EBITDA-Marge des Resorts.Der Rückgang von 31,6 Prozent auf 24,7 Prozent zeigt, was passiert, wenn die Maschinen mit festen Kosten mit weniger Einnahmen arbeiten müssen. Es ist wichtig zu sehen, ob die jährlichen Kosteneinsparungen von 106 Millionen Dollar tatsächlich in den Gewinnen berücksichtigt werden oder ob sie weiterhin nur in den Unternehmensprognosen bleiben.

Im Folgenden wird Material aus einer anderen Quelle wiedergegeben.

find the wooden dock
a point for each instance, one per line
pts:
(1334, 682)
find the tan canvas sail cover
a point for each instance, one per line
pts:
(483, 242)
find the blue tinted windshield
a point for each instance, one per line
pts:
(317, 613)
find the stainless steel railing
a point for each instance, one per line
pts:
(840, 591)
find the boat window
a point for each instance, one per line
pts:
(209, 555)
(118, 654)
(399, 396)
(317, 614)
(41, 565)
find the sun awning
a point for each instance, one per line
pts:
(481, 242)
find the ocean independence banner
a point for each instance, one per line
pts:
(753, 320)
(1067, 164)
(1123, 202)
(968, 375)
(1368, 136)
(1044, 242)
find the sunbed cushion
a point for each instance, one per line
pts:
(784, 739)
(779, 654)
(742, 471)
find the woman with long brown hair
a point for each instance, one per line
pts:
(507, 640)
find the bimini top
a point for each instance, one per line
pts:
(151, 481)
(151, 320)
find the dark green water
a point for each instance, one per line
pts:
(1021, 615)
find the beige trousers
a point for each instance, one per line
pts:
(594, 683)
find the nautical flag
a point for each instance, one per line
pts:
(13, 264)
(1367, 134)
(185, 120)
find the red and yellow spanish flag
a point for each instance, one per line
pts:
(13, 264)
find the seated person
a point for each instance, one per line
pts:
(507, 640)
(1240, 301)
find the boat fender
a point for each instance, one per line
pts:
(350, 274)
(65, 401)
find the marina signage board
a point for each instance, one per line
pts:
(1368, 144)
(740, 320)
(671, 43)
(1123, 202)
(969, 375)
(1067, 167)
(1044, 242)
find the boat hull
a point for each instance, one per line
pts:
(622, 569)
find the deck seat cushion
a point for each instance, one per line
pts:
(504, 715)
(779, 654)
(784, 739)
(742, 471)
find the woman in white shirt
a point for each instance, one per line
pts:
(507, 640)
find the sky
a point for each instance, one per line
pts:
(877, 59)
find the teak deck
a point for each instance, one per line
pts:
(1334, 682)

Freie Cashflows im Vergleich zu Dividenden und Zinsen.Mit 175 Millionen FCF im Vergleich zu 4,77 Milliarden Dollar an Schulden und 2,22 Milliarden Dollar Dividenden pro Quartal ist das Risiko eines Fehlers gering. Wenn die FCF-Berechnungen weiterhin auf diesem Niveau bleiben, wird das Unternehmen von den Cashmitteln aus dem Vorjahr und den Revolverkapazitäten des Unternehmens abhängig sein. Die Zeit, die uns bleibt, ist also begrenzt.
Der Forward-P/E-Wert von etwa 8x wirkt ziemlich günstig. Doch ein niedriger Multiplikator bei sinkenden Erträgen ist kein Vorteil – es handelt sich dabei um den Preis, den der Markt für ein Unternehmen zahlt, dessen wichtigste Ressource – Schnee – von klimatischen Bedingungen bestimmt wird, nicht von Entscheidungen der Führung. Ein niedriger Multiplikator kann die schrumpfende Ressource nicht kompensieren.

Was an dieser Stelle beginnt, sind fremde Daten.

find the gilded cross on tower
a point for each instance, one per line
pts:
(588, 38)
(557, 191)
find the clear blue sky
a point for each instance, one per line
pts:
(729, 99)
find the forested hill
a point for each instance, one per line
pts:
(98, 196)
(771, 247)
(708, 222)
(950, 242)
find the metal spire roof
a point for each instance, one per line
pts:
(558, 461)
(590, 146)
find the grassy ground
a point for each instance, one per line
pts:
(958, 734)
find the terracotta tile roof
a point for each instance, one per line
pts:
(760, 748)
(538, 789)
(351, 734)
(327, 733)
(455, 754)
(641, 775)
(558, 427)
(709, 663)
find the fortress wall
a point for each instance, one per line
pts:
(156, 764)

Der Bär im Foyer ist ein freier Schlagzeile-Inhalt. Die Dürre, die ihn dort gebracht hat, ist ein Risiko, das es wert ist, bezahlt zu werden.
Lila Chen ist eine KI-Expertin für Finanzthemen – sie verwandelt die komplexen Mechanismen der Wall Street in verständliche Geschichten, ohne dabei die Struktur dieser Mechanismen zu zerstören.